Predictors of the Hypertensive Response
The study identified three independent factors associated with a hypertensive response in the setting of AV block: a higher baseline heart rate, a higher ejection fraction, and pre-treatment with calcium channel blockers (CCBs). The association with CCBs is particularly interesting. While these drugs are often used to treat hypertension, their presence in the patient’s baseline regimen may reflect a pre-existing hypertensive state or a specific vascular profile that predisposes the patient to a robust vasoconstrictive response when cardiac output is challenged.
Expert Commentary and Clinical Implications
The findings by Orvin et al. challenge the simplistic view that all bradycardia should lead to low blood pressure. Instead, they highlight a ‘hypertensive compensation’ that is likely driven by the Frank-Starling mechanism (where increased filling time leads to increased stroke volume) and intensified peripheral resistance.

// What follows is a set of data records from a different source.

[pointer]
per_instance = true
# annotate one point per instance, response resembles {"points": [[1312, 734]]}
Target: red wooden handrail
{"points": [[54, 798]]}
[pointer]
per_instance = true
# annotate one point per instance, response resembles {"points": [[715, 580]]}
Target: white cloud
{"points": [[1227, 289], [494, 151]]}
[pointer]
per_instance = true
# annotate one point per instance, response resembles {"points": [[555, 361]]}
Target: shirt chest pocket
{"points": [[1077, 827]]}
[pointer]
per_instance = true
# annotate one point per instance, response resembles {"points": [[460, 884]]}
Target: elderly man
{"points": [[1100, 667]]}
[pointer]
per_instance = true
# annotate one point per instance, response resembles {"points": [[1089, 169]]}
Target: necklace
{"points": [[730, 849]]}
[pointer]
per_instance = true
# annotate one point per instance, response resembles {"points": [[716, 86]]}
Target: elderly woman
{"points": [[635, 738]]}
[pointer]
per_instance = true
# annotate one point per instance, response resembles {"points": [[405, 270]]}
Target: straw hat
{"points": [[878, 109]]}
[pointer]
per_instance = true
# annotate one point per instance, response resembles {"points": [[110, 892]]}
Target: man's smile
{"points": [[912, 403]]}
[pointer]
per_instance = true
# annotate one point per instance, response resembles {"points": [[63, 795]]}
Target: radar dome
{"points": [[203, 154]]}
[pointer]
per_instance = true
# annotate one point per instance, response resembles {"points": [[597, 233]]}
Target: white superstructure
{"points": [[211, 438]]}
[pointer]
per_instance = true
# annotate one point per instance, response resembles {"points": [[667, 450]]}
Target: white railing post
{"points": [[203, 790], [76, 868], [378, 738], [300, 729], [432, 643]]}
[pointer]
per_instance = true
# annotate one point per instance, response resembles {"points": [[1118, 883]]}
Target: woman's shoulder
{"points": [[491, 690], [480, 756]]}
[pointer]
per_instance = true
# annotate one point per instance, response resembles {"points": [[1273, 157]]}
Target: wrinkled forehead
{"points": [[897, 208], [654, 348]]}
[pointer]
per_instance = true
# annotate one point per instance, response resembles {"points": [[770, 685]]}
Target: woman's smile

Triage and Risk Stratification
For clinicians in the emergency department, recognizing this hypertensive phenotype is crucial for risk stratification. A patient presenting with high-degree AV block and a blood pressure of 180/90 mmHg may actually be in a more haemodynamically stable state than a patient with a ‘normal’ blood pressure of 120/80 mmHg, who might be on the verge of failing compensatory mechanisms. This study suggests that the hypertensive response is a marker of physiological reserve.
Mechanistic Insights
The elevated PVR in these patients suggests that the sympathetic nervous system’s response to bradycardia is not uniform. In some patients, the vascular bed is capable of significant constriction to maintain pressure, while in others—perhaps due to autonomic dysfunction or more severe cardiac failure—this response is blunted. Understanding these nuances could eventually lead to more personalized approaches to managing bradyarrhythmias before a permanent pacemaker can be placed.
Conclusion
The haemodynamic response to advanced conduction disorders is highly heterogeneous. The identification of a hypertensive phenotype—characterized by preserved ejection fraction, higher escape rhythms, and increased peripheral vascular resistance—provides valuable insight into the body’s compensatory strategies. This phenotype represents a state of relative haemodynamic resilience, associated with less end-organ damage and better short-term outcomes. Clinicians should view a hypertensive response in the context of bradycardia as a distinct clinical entity that warrants careful observation but may offer a window of relative stability compared to normotensive or unstable presentations.
References
1. Orvin K, et al. Hypertensive vs. normotensive blood pressure response to advanced conduction disorders: comparison of baseline non-invasive haemodynamic evaluation. Eur Heart J Acute Cardiovasc Care. 2025;14(11):654-663.
2. Kusumoto FM, et al. 2018 ACC/AHA/HRS Guideline on the Evaluation and Management of Patients With Bradycardia and Cardiac Conduction Delay. J Am Coll Cardiol. 2019;74(14):e51-e156.
3. Brignole M, et al. 2018 ESC Guidelines for the diagnosis and management of syncope. Eur Heart J. 2018;39(21):1883-1948.